# apothecary jar project



## RavenLunatic (Jan 3, 2006)

*Boredom leads to weird props I suppose. Spent part of the day transforming an apothecary jar. a jar, a couple of the cheap skeletons that came off the dollar tree garland, a couple of mini skulls and the larger one off of the dollar tree necklace, some foam from a bath set i got for christmas, a little latex, a paper towel, minimal paint,some hot glue, a few sea shells, and some spray adhesive. think that's everything.*

apothecary jar pictures by YzButt - Photobucket


----------



## Rahnefan (May 1, 2009)

That looks really cool. Wish I could see it better. Does the lid still come off?


----------



## RavenLunatic (Jan 3, 2006)

thanks. yes, the lid still comes off. I covered them while they were apart and didn't cover the ridge that sits inside the jar. sorry about the pics, camera phone. if i can get a better pic later i'll post it


----------



## pagan (Sep 9, 2009)

Nice jar!


----------



## Peanut5150 (Aug 29, 2005)

Very cool Sis! Now you need to make a whole set of them


----------



## RoxyBlue (Oct 6, 2008)

Peanut5150 said:


> Very cool Sis! Now you need to make a whole set of them


That's right - you need to get bored some more and make a whole set of these


----------



## HalloweenZombie (Jul 22, 2007)

Very cool! Very unique!


----------



## Catatonic (May 24, 2010)

Very cool project!


----------



## shar (Jun 19, 2010)

Very imaginative!


----------



## Joiseygal (Sep 3, 2008)

Very cool look to the jar. It actually looks like leather. I love the face.


----------



## cerinad (Jun 23, 2008)

That's pretty darn cool.
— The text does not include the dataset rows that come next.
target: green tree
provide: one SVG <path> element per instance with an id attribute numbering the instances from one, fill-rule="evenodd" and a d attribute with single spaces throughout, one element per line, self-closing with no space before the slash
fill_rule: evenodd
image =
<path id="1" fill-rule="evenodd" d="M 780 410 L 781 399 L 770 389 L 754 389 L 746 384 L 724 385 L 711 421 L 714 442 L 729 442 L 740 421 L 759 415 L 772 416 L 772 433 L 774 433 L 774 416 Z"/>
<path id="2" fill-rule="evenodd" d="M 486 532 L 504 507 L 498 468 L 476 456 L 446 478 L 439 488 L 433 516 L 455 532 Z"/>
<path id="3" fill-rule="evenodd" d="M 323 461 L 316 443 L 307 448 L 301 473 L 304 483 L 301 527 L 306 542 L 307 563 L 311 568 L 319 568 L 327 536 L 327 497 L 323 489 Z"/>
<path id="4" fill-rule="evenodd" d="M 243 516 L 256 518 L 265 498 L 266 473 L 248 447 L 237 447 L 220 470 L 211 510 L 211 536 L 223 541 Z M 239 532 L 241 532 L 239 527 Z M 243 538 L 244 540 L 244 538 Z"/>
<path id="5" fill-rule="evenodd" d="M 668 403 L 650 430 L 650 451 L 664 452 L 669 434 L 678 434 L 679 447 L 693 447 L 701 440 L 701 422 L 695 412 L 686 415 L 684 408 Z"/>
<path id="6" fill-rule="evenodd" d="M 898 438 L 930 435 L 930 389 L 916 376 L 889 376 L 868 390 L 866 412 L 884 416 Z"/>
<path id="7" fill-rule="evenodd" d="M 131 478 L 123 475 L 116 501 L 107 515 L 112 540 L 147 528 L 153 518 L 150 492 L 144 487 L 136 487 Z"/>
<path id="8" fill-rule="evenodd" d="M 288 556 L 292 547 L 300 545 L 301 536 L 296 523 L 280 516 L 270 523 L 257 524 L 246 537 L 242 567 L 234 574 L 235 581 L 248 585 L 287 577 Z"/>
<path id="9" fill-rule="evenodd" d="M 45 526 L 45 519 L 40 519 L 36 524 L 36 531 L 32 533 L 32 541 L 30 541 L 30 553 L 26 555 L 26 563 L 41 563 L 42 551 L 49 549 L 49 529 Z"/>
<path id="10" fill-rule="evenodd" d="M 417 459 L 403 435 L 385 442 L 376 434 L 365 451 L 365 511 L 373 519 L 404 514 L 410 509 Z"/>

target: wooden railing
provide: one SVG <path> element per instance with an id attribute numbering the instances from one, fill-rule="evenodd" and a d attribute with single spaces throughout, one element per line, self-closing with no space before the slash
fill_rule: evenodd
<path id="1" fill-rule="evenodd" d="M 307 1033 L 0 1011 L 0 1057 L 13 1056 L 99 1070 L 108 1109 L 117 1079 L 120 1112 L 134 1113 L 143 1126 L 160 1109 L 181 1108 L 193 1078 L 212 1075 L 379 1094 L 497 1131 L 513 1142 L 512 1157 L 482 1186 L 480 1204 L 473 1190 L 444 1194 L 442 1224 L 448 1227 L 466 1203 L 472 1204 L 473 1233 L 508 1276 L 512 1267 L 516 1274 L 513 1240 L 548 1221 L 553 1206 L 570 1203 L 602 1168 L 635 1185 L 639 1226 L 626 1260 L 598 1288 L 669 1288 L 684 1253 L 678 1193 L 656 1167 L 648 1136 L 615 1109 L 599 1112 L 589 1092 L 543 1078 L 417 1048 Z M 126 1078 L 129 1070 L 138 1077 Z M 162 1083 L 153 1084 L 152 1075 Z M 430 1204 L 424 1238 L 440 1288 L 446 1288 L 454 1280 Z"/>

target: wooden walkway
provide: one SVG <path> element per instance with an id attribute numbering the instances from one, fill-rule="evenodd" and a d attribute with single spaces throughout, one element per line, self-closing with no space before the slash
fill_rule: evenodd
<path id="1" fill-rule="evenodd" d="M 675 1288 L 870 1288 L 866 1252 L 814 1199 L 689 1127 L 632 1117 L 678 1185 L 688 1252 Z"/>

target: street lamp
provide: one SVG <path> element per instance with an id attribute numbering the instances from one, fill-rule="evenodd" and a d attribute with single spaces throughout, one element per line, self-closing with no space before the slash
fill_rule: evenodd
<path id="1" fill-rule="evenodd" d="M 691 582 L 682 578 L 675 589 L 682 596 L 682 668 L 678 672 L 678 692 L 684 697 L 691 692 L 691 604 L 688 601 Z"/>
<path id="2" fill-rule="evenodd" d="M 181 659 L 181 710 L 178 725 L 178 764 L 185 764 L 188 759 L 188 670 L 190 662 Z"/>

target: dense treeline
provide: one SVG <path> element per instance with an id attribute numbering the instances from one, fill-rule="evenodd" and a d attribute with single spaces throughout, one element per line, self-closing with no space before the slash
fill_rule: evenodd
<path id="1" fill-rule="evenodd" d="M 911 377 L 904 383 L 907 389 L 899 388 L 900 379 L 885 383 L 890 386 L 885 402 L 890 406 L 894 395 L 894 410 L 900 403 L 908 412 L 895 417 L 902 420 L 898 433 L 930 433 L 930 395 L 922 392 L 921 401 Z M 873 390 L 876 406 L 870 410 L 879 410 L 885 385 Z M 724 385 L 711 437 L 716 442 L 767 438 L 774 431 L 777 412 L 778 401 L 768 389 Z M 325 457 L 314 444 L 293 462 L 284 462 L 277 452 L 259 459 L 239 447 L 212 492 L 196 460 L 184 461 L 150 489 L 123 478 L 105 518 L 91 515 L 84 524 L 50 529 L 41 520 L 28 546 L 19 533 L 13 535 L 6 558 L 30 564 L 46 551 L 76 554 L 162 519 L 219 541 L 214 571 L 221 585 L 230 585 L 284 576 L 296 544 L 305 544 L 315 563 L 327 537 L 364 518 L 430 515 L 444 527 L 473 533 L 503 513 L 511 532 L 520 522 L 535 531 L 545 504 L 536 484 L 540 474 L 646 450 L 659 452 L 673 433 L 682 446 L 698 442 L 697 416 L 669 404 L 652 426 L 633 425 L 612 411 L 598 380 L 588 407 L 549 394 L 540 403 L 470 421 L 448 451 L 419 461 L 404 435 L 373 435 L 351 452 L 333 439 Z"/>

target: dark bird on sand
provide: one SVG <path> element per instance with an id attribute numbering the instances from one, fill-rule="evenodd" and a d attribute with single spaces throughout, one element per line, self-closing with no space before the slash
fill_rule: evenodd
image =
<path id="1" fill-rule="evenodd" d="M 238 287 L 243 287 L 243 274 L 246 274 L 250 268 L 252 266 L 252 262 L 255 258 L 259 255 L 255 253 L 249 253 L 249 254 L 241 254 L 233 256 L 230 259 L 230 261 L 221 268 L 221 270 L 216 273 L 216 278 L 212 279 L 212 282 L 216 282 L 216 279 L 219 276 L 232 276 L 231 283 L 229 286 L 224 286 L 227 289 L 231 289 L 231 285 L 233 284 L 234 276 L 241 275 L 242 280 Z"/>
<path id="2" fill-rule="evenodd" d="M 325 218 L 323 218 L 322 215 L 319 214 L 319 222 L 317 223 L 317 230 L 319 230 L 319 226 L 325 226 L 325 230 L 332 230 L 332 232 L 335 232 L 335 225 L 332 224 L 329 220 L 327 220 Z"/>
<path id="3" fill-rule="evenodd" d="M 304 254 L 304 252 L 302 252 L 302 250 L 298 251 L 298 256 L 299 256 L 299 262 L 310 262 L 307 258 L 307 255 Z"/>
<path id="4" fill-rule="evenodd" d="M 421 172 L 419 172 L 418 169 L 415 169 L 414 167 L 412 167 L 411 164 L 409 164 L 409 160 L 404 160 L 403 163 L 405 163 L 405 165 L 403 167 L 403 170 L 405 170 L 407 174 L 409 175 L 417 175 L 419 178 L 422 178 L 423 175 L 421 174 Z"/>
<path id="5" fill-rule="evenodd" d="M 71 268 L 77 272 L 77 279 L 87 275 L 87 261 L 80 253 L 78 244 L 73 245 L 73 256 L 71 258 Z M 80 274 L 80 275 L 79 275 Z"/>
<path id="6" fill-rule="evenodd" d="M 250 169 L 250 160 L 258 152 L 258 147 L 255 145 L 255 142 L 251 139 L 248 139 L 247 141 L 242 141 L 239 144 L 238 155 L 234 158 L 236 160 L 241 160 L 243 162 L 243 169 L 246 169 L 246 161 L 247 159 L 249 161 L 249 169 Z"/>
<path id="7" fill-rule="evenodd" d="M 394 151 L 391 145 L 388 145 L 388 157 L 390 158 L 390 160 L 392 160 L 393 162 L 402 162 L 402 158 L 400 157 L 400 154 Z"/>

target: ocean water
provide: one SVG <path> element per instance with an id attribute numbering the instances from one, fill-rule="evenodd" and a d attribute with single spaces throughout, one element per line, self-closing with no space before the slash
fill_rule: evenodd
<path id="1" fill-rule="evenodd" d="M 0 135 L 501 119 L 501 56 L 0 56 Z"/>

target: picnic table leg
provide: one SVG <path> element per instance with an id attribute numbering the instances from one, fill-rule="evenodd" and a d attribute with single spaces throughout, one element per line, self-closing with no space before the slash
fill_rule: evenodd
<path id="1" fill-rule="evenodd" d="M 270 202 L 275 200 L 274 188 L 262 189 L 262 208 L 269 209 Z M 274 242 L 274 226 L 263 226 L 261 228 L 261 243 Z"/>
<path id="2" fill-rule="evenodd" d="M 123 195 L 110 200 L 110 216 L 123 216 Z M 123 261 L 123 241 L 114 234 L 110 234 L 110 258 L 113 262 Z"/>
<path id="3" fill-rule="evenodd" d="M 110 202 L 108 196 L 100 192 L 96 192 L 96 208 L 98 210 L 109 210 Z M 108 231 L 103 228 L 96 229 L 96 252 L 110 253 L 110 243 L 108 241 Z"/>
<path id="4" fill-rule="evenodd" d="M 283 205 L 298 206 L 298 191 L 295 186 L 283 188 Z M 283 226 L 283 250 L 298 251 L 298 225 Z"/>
What a great idea!


----------



## RavenLunatic (Jan 3, 2006)

Rahnefan said:


> That looks really cool. Wish I could see it better. Does the lid still come off?


I uploaded a few more pics to that album. not sure if they're any better or not.

thanks everyone. I did a second jar yesterday with one of the short locking jars.


----------



## fick209 (Aug 31, 2009)

What a great creative idea! Very cool jar!


----------